Gabinete de crise
Em meados de 2018, uma reunião de emergência é convocada.
- Crise. Cri – se. C. R. I. S. E. Do latim crisis. Do grego krísis. Substantivo feminino, dissílabo, paroxítono. A conjuntura requer elaboremos um plano enérgico no sentido de reverter essa tendência negativa. Sê-lo-ia conveniente o quanto antes. Sugestões de pauta positiva: aceitá-las-ei.
O clima é de tensão. Os assessores estão preocupados. Afinal, outros membros do entourage já foram demitidos por muito menos. Um a um, apresentam seus planos:
- Bem... – um deles titubeia, enquanto cria coragem – Temos aquela lista de sugestões heterodoxas.
- Confessar-lhes-ei que não posso afirmar que heterodoxia me agrada. Entretanto, adequar-me-ei à situação de premente necessidade. Enumerem-nas a mim.
- Certo, chefe. A primeira opção é estender o DPVAT para carroças de tração animal. Cobertura completa para os cavalinhos.

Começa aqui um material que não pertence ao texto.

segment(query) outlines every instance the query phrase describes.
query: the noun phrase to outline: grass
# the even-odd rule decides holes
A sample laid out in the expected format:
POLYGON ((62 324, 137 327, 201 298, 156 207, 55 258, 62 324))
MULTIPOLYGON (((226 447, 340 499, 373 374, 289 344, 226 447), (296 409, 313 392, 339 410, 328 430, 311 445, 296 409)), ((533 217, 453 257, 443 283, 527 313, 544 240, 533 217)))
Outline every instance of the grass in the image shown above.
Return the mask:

O pessoal dos direitos dos animais vai vibrar.
- Não sei não, poder-se-ia dizer que aumento de impostos impactaria negativamente a nossa popularidade.
- Podemos melhorar o déficit fiscal revendendo toda a droga apreendida para outros países. São toneladas de drogas que estamos incinerando e poderiam estar gerando receita.
- Não sei não, acho que pode piorar ainda mais a nossa imagem no cenário internacional. E quando eu digo nossa, estou referindo-me a mim mesmo de maneira acadêmica, erudita, letrada.
- Outra opção seria legalizar os bingos e permitir aquisição das cartelas via empréstimo consignado. Chamaremos de “pacote de cultura e entretenimento para a terceira idade”.
- Não sei não, dir-lhes-ei que nossos aposentados já estão tão endividados que se aumentarmos a margem consignável, temo não serem capazes nem de conseguirem pagar o imposto de renda. E renúncia fiscal está fora de cogitação, por óbvio.
- No front do combate à corrupção, nossa pesquisa interna mais recente indicou que a maioria dos políticos e empresários sequer sabe conceituar o crime de corrupção. Daí surgiu a ideia de elaborarmos uma cartilha ilustrada para instruir esse público.
- Não sei não, essa história de cartilha pegou muito mal na última vez. Temo também que o público-alvo seja resistente a atividades de leitura.
- Para melhorar a autoestima do povo brasileiro e dar uma repaginada na nação, podemos elaborar uma emenda constitucional para renomear o país. República Federativa do Brasil soa antiquado, sisudo, muito anos 80.
- Não sei não. Nossos marqueteiros já estão todos presos e não tenho
criatividade nem para batizar meu filho, que dirá rebatizar o país.
- Acreditamos que uma mudança de postura da família pode melhorar a opinião pública até mesmo do governo. Antenados às novas tendências mundiais, levantamos que uma mascote oficial inusitada poderia atrair marketing positivo. Estamos sugerindo a aquisição de um mini porco como nova mascote, exímio nadador. Temos inclusive uma lista de sugestões de nomes.
- Perfeitamente. Mas esse porco não pode vir com vice, senão meu pimpolhinho vai ficar aborrecido.